Spoof Diarization: "What Spoofed When" in Partially Spoofed Audio
It addresses the problem of identifying and categorizing spoofed segments in audio for security and forensics applications, representing an incremental step in audio spoofing detection.
This paper tackles the novel task of Spoof Diarization in partially spoofed audio, aiming to locate and cluster spoofed regions by different spoofing methods, and proposes a benchmark model that reveals the task's high complexity even in restricted scenarios.

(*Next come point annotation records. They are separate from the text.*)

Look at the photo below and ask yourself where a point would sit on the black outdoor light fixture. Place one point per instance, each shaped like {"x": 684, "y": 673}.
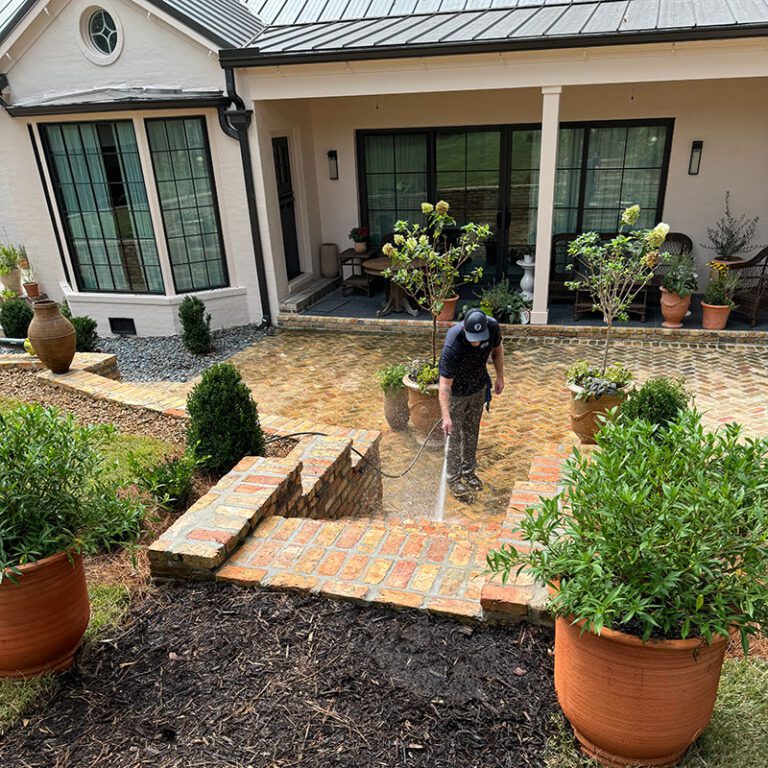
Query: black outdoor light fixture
{"x": 333, "y": 164}
{"x": 695, "y": 161}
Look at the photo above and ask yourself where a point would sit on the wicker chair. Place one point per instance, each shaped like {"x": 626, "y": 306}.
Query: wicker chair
{"x": 676, "y": 242}
{"x": 752, "y": 295}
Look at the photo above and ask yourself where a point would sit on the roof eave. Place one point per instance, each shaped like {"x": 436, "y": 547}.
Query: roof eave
{"x": 251, "y": 57}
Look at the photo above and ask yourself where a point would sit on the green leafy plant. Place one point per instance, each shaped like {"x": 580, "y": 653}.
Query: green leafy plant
{"x": 732, "y": 235}
{"x": 680, "y": 277}
{"x": 391, "y": 378}
{"x": 170, "y": 483}
{"x": 426, "y": 267}
{"x": 723, "y": 284}
{"x": 596, "y": 382}
{"x": 659, "y": 401}
{"x": 659, "y": 534}
{"x": 87, "y": 338}
{"x": 15, "y": 317}
{"x": 614, "y": 272}
{"x": 55, "y": 492}
{"x": 223, "y": 420}
{"x": 195, "y": 326}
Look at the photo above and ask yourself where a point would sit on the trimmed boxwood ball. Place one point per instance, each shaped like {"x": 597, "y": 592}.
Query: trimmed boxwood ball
{"x": 195, "y": 326}
{"x": 223, "y": 420}
{"x": 15, "y": 317}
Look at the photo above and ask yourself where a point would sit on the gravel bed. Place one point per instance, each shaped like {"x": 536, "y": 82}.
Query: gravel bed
{"x": 164, "y": 358}
{"x": 211, "y": 675}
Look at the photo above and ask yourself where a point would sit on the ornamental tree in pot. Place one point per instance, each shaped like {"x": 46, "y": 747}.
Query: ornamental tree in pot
{"x": 677, "y": 285}
{"x": 57, "y": 504}
{"x": 655, "y": 553}
{"x": 429, "y": 270}
{"x": 613, "y": 273}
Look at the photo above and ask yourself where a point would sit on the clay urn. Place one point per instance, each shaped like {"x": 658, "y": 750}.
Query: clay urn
{"x": 53, "y": 337}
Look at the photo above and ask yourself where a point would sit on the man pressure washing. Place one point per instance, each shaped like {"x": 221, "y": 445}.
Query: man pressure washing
{"x": 465, "y": 387}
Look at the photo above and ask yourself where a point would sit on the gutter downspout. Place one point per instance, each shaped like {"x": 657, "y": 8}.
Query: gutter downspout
{"x": 235, "y": 120}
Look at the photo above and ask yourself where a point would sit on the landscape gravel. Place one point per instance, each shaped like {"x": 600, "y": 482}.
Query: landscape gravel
{"x": 164, "y": 358}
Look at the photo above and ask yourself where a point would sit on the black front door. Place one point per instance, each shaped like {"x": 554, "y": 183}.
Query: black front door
{"x": 287, "y": 205}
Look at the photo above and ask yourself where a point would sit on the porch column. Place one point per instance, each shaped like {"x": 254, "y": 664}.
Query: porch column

This paper defines Spoof Diarization as a novel task in the Partial Spoof (PS) scenario. It aims to determine what spoofed when, which includes not only locating spoof regions but also clustering them according to different spoofing methods. As a pioneering study in spoof diarization, we focus on defining the task, establishing evaluation metrics, and proposing a benchmark model, namely the Countermeasure-Condition Clustering (3C) model. Utilizing this model, we first explore how to effectively train countermeasures to support spoof diarization using three labeling schemes. We then utilize spoof localization predictions to enhance the diarization performance. This first study reveals the high complexity of the task, even in restricted scenarios where only a single speaker per audio file and an oracle number of spoofing methods are considered. Our code is available at https://github.com/nii-yamagishilab/PartialSpoof.